しかし「山岳鉄道とそこを行く蒸機の魅力」を主体的に理解させてくれたのは実物の鉄道写真でした。中学に上がって、洋書の写真集でロッキーやシュエラ・ネヴァダ山脈を越える蒸気機関車の往年の奮闘を見、やがて、日本からもいよいよ蒸気機関車が姿を消していくのが加速度的になったのを感じて、一時米国の鉄道から日本国内に目を移して全国にカメラを担いで出かけるようになって、生の蒸機の勾配での激闘の迫力を眼前にしたことで、「模型もやっぱり蒸機、それも急勾配がセットでなければ、真の魅力は味わえない」と思い知ったのでした。
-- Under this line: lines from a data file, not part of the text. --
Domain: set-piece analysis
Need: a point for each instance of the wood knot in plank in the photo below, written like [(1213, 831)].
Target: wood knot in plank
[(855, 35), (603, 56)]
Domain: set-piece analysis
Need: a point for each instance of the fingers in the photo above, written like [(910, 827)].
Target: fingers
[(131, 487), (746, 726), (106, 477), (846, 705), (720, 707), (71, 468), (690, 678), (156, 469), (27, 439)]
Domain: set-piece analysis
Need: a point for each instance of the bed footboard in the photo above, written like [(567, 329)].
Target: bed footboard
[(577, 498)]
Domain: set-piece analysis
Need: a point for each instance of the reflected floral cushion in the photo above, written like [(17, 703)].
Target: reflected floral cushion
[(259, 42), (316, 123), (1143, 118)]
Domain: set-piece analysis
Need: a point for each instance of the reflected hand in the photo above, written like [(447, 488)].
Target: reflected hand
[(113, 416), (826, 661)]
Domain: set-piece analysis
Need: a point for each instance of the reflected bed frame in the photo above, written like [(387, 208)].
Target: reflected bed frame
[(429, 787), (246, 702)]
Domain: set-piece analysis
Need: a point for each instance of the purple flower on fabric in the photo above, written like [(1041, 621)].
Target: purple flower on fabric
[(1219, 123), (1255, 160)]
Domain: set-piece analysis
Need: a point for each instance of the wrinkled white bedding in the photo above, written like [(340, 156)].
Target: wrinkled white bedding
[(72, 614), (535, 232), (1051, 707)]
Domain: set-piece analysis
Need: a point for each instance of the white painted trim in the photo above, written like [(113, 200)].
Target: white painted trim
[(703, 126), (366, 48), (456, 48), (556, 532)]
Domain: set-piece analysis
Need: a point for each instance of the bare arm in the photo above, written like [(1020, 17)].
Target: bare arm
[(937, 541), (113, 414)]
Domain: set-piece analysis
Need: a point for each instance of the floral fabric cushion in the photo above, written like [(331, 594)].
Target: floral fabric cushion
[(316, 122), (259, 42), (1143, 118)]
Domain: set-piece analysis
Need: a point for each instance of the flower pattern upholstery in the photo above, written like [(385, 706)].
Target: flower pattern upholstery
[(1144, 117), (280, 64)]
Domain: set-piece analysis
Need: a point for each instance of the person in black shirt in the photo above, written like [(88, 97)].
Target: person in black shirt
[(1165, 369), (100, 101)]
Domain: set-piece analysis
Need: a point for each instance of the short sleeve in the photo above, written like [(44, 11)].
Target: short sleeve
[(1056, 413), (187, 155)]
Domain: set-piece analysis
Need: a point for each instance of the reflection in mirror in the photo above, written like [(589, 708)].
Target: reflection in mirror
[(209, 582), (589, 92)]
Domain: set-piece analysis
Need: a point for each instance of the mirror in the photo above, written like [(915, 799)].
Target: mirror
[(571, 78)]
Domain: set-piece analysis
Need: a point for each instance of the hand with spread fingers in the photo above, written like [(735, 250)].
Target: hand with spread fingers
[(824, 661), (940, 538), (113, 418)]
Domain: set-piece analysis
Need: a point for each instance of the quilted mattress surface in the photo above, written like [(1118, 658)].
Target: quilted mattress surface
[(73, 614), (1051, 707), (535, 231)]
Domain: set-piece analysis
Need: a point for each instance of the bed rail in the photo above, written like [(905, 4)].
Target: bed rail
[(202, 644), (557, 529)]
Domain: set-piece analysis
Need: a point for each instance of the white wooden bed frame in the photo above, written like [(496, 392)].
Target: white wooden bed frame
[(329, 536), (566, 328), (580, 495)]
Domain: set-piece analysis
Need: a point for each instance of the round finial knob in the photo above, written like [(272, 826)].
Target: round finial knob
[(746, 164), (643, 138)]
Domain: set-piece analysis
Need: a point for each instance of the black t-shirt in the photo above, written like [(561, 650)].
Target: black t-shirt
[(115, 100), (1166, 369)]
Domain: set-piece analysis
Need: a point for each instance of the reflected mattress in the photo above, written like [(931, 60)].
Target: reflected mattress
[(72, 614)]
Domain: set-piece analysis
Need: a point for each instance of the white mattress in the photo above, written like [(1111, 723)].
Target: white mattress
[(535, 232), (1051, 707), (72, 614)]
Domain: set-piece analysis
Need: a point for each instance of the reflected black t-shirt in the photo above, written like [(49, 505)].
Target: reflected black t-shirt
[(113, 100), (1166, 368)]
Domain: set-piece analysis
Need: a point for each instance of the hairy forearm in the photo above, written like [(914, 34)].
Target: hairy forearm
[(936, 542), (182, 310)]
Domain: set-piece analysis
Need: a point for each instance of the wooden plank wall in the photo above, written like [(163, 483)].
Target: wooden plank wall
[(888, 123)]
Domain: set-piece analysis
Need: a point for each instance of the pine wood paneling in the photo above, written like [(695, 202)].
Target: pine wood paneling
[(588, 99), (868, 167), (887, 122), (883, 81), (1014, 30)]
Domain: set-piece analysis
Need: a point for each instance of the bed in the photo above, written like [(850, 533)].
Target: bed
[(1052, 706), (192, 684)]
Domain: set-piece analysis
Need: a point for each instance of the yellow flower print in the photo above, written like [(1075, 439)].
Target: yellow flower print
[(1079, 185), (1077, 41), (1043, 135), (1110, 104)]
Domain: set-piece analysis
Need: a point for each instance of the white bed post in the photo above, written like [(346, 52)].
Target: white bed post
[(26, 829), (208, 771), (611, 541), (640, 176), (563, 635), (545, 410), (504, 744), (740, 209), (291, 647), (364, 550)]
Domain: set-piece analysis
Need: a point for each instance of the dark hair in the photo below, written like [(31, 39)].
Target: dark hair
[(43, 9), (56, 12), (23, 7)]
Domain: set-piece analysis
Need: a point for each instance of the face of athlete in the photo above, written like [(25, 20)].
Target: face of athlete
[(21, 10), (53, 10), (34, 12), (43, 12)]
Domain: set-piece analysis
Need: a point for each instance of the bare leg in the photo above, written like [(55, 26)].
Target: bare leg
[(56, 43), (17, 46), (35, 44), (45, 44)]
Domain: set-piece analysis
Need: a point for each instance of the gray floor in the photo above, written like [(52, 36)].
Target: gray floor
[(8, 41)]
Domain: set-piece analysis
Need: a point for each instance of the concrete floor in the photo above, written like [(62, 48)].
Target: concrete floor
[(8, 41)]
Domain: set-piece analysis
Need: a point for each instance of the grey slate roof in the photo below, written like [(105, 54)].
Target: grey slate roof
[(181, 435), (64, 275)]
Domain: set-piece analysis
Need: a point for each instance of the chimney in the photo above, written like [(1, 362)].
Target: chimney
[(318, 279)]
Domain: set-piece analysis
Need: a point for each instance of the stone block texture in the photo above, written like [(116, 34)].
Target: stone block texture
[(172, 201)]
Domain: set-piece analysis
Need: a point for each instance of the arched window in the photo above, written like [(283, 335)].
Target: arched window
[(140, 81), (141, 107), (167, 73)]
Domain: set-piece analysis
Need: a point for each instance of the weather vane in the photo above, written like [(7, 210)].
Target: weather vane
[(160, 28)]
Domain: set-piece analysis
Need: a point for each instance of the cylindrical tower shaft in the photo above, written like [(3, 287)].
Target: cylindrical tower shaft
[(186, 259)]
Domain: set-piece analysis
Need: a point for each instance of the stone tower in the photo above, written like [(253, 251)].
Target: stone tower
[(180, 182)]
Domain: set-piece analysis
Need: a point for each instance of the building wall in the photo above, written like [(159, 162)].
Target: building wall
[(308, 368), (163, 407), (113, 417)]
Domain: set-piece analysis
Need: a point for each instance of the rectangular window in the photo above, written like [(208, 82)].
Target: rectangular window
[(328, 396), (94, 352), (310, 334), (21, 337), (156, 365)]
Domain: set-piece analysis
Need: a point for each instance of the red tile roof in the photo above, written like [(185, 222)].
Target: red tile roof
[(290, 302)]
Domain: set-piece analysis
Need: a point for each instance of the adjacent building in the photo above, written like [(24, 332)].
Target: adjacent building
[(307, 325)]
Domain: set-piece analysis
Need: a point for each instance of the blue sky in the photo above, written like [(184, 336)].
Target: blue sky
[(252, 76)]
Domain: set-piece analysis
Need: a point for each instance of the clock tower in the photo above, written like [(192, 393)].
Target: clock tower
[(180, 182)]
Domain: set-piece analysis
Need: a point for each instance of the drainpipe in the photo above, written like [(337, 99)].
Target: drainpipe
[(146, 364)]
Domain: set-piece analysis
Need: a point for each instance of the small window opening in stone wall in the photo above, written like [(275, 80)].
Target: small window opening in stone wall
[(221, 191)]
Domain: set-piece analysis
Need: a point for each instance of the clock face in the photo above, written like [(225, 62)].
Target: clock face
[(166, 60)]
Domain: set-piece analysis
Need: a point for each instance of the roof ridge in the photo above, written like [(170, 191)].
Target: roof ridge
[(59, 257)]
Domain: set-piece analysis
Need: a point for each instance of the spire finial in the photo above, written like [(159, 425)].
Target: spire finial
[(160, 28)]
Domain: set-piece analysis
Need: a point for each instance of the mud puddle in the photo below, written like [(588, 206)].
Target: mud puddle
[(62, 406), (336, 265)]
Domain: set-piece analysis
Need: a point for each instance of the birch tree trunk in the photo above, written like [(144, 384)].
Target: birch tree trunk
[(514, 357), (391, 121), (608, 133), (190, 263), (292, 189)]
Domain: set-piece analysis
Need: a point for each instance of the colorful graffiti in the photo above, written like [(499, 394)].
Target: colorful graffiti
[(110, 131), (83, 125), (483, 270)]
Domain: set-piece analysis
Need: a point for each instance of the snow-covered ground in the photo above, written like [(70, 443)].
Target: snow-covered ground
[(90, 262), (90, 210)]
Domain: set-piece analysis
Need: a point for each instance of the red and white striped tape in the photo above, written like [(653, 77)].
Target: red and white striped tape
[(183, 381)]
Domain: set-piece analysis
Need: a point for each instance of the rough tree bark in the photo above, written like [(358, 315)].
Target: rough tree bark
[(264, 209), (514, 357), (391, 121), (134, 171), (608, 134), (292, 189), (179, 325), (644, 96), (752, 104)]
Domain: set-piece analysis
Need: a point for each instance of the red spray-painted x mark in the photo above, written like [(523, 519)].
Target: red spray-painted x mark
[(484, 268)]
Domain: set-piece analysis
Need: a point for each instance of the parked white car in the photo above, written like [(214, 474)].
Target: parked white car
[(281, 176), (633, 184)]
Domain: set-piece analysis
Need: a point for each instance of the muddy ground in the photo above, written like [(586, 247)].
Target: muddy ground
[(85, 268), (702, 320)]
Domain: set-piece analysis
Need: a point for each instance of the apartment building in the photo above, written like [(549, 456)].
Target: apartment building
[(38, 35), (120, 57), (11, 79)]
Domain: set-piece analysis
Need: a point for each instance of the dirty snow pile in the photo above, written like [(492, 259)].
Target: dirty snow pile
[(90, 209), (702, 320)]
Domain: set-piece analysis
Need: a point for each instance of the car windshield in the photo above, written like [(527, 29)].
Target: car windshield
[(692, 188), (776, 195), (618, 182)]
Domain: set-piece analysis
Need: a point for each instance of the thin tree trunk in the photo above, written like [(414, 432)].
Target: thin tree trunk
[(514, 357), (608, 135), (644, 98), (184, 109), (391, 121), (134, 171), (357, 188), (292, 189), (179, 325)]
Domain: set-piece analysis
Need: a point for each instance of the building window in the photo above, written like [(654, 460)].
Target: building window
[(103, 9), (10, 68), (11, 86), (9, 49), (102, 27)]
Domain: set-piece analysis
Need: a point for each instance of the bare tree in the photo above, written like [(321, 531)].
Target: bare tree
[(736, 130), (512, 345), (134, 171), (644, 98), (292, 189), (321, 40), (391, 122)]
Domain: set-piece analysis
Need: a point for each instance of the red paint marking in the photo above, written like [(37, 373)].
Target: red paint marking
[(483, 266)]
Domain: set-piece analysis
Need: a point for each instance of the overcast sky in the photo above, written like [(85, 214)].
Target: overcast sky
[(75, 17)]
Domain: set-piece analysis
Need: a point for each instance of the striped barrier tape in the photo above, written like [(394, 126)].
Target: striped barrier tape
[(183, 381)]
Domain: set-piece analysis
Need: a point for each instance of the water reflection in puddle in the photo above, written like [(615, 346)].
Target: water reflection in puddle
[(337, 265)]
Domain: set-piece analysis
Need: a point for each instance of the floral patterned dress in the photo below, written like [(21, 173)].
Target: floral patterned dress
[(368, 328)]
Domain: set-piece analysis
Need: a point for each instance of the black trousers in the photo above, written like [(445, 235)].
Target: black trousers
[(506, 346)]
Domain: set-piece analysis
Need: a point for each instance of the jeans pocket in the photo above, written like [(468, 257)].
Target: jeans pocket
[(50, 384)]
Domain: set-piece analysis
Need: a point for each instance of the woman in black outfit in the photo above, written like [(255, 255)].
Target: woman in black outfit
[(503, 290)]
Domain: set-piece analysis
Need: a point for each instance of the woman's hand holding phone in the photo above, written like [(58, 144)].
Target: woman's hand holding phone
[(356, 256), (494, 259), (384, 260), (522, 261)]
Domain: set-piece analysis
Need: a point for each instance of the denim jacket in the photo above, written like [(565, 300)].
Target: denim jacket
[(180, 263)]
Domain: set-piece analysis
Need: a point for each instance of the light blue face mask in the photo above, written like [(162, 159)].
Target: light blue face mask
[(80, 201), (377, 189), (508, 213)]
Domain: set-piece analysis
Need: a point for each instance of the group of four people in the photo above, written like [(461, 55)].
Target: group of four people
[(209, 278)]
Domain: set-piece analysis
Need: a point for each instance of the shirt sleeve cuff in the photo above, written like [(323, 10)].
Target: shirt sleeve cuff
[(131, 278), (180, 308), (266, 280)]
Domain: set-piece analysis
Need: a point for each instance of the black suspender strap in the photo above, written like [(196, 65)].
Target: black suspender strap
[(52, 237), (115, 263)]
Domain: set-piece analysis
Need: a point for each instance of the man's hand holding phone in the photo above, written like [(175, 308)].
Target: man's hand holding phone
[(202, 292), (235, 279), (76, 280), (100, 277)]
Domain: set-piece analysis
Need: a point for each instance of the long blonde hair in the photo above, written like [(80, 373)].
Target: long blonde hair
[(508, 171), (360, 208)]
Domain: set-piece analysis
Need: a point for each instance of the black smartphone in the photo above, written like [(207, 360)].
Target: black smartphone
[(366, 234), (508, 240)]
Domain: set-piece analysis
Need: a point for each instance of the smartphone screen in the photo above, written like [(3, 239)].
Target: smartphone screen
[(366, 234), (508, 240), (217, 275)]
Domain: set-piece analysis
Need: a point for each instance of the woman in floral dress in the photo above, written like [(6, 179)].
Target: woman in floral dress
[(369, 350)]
その後10年ほど、夢中で鉄道写真を撮った、実物の蒸気機関車を勾配線で写した、というのは、私には言い尽くせない貴重な経験になったと確信します。好適な撮影ポイントを探して、延べにすれば数百キロの線路端を歩き、土手や切通しを登り降りしたことで、線路と地形の関係を体が覚えたことはその後、実際にレイアウトで地形を拵えるときに、直感的にイメージ作りができるようになったのにつながりました。
ですから、「D&GRN鉄道」の沿線風景は「ここで列車写真を撮ったら、こう写る」ということを常に意識して造ってきた、といえます。つまり、「好適撮影ポイント」の連続でもあるわけです。従って、鉄道写真家の目で見て飽きません。そこでいつまでも列車の来るのを待っていたくなるような風景を造りたい、というのがコンセプトの大切な一つであり、「こういう場所で一度写真が撮ってみたかった」という「夢の撮影ポイント」の表現でもあります。